“The Thing About Boston…”

The Boston Athletic Association proudly announced yesterday that all qualified athletes who submitted applications during the 2023 Boston Marathon registration window will be accepted into the April 17th race, provided their qualifying time is verified. A total of 23,267 applications were submitted over the five-day registration window.

The 127th Boston Marathon will feature a field size of 30,000 participants. With 23,267 qualified, invited athletes, the remaining 6,733 participants will consist of athletes representing official charity partners, sponsors, members of the professional field, and other invitational entries. This is not “typical” for the Boston Marathon, nor has it been for the past few years.

In 2020, the race was initially postponed to September as Covid-19 made its way around the world, resulting in a global pandemic. By September, however, race officials reluctantly cancelled the in-person event for the first time in the entire 124 year history of the race and, subsequently, offered all registrants the first ever “virtual” Boston Marathon option. Heartbreaking, no doubt, to those who had finallly achieved this dream and were so looking forward to the experience and honor that they had earned.

In 2021, the race was held in person but the date had to be moved from it’s usual, third Monday in April, to October 11th. In this particular year, the Boston Athletic Association also did something that they have never done before – they opened up a virtual race to the first 70,000 registrants over the age of 18. This never before seen gesture on behalf of the B.A.A. welcomed in runners of all levels and abilities, with no qualifying time required. Furthermore, they allowed the athletes from the previous year to re-submit their already existing BQ times for consideration into this year’s in-person event. The overall goal was to inspire people to continue running and pursuing their dreams despite the illnesses and hardships which had befallen us all.

And, while 2022 was indeed held on Patriot’s Day – also known as “Marathon Monday” in the city of Boston, the overall number of registrants and participants was still below average for this most famous race. In the years prior, with the exception of 2020 and 2021, the world of distance running had already come to know that simply qualifying for Boston was rarely ever “enough”. In the past, you would have to exceed your qualifying time by greater than 2 minutes, sometimes even as high as five minutes, in order to receive an actual invite into the race. And this is where I become ambivalent – when “good enough” is not, in fact, actually good enough.

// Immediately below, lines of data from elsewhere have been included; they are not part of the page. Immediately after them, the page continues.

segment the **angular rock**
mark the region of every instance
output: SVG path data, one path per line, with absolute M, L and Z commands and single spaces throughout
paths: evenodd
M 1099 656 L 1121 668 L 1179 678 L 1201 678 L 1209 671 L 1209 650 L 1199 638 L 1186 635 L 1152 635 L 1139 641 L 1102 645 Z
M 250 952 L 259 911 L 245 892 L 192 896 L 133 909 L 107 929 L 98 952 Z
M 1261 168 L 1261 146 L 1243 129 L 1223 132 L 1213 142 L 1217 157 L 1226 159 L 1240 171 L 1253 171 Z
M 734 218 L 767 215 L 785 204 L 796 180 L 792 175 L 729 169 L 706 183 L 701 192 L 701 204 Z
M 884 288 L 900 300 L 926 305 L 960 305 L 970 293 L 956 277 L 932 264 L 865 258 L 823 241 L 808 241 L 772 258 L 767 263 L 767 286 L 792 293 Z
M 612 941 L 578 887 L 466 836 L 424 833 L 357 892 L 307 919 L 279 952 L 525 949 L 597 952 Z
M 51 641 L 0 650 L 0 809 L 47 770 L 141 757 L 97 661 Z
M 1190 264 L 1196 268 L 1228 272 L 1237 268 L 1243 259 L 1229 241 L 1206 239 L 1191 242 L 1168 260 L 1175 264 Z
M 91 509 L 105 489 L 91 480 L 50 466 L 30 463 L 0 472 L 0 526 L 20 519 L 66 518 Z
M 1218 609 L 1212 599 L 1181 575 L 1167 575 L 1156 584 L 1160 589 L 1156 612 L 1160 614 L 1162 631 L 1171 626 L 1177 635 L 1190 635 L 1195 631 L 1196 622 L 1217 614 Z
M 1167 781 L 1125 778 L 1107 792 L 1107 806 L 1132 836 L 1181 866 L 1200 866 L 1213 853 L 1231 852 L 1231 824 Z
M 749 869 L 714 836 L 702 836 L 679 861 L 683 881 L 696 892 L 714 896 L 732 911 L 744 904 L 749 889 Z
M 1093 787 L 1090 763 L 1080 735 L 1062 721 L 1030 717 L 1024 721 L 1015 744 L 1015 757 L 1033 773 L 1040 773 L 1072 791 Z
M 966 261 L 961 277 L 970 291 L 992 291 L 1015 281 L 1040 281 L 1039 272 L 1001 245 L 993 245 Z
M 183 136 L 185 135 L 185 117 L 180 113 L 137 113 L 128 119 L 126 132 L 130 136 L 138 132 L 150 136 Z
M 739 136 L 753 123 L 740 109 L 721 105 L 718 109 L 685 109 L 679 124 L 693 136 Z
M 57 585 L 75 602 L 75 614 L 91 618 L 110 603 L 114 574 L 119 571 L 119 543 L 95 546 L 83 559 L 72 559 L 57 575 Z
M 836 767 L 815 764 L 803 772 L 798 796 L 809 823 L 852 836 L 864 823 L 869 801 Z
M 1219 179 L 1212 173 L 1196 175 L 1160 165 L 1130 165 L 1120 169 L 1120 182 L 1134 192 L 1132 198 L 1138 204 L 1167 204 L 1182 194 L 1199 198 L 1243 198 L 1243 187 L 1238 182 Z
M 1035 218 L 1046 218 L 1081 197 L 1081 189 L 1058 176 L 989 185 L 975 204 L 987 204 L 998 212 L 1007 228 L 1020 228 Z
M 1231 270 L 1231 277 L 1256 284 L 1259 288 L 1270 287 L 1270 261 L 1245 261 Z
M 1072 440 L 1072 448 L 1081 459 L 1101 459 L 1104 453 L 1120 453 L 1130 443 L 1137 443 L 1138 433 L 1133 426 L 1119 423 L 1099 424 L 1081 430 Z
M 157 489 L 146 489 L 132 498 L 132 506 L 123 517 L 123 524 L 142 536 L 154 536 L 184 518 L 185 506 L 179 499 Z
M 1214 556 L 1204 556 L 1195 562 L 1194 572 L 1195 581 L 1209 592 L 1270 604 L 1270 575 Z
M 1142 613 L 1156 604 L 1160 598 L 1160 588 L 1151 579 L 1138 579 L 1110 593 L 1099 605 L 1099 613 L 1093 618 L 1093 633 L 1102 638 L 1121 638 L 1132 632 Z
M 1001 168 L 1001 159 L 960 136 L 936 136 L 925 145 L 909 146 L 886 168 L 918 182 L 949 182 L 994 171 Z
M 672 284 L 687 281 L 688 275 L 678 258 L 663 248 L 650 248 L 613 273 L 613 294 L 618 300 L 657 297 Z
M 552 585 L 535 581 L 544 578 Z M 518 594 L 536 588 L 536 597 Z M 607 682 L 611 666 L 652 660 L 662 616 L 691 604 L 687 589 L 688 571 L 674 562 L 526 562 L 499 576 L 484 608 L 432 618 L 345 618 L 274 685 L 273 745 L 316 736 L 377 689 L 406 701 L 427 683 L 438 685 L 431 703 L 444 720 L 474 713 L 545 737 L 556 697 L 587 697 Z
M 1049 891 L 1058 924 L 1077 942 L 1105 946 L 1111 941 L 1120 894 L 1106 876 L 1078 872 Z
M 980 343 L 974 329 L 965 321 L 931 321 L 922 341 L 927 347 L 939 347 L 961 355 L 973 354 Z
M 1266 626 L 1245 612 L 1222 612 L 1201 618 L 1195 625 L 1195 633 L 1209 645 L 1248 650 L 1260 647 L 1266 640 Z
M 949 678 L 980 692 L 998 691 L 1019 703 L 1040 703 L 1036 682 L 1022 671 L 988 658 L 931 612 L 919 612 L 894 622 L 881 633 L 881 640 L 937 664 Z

At the end of the day, Boston is still just a race – albeit old and iconic, and put on by a group of people who pride themselves on athletic excellence and exclusivity. Don’t get me wrong, I’ve had my fair share of love/hate moments when it comes to the Boston Marathon. I spent years of my own life chasing that same dream, only to find out that it was actually fueled by a deep seated insecurity inside of myself, as a person, exhibiting itself outwardly as a burning need for external validation. Once I realized this, I was actually able to address the root cause in myself, work to overcome it, and grow. I never did achieve my BQ – even my best marathon time was a solid 17 minutes slower than I needed it to be. But I did still have the honor of running that iconic course in October 2021, due to that never before offered opportunity. I registered as “virtual”, but chose to run it live, in person, on that course, on my own terms, and with the recognition of the BAA simply as an added bonus. I no longer feel the need to prove anything to anybody in any pursuit… but my heart still feels very happy and excited for those who have chased their BQ, legitimately achieved it, and then receive this most precious invite. They’ve earned it. They deserve it. Who are we to ever rain on their parade? Because here’s the thing about Boston – it was never meant to be “all inclusive”, nor should it be. Just like the Olympics are not open to the everyday, ordinary athlete – if you wish to run the Boston Marathon under invite, with a qualified bib, you must push yourself to achieve more.

There’s a time and place for races with participation medals and no course time limits – but Boston is neither the time nor the place for such allowances.

Boston is not for everyone. The Boston Marathon elevates the standards for endurance racing and it keeps those who chase it motivated, disciplined and inspired.

It’s just my opinion, take it or leave it, but the Boston Marathon is exactly what the Boston Marathon should be – the gold standard for all marathon runners. For this reason, it shall always hold a special place inside my heart. And I was overwhelmed with excitement when I read those words yesterday and realized that, for all those amazing athletes out there, working fulltime jobs and raising families, who still made the time to get those miles in and did all the things that most people won’t in order to realize a dream that most people never will, “good enough” was finally, actually, good enough!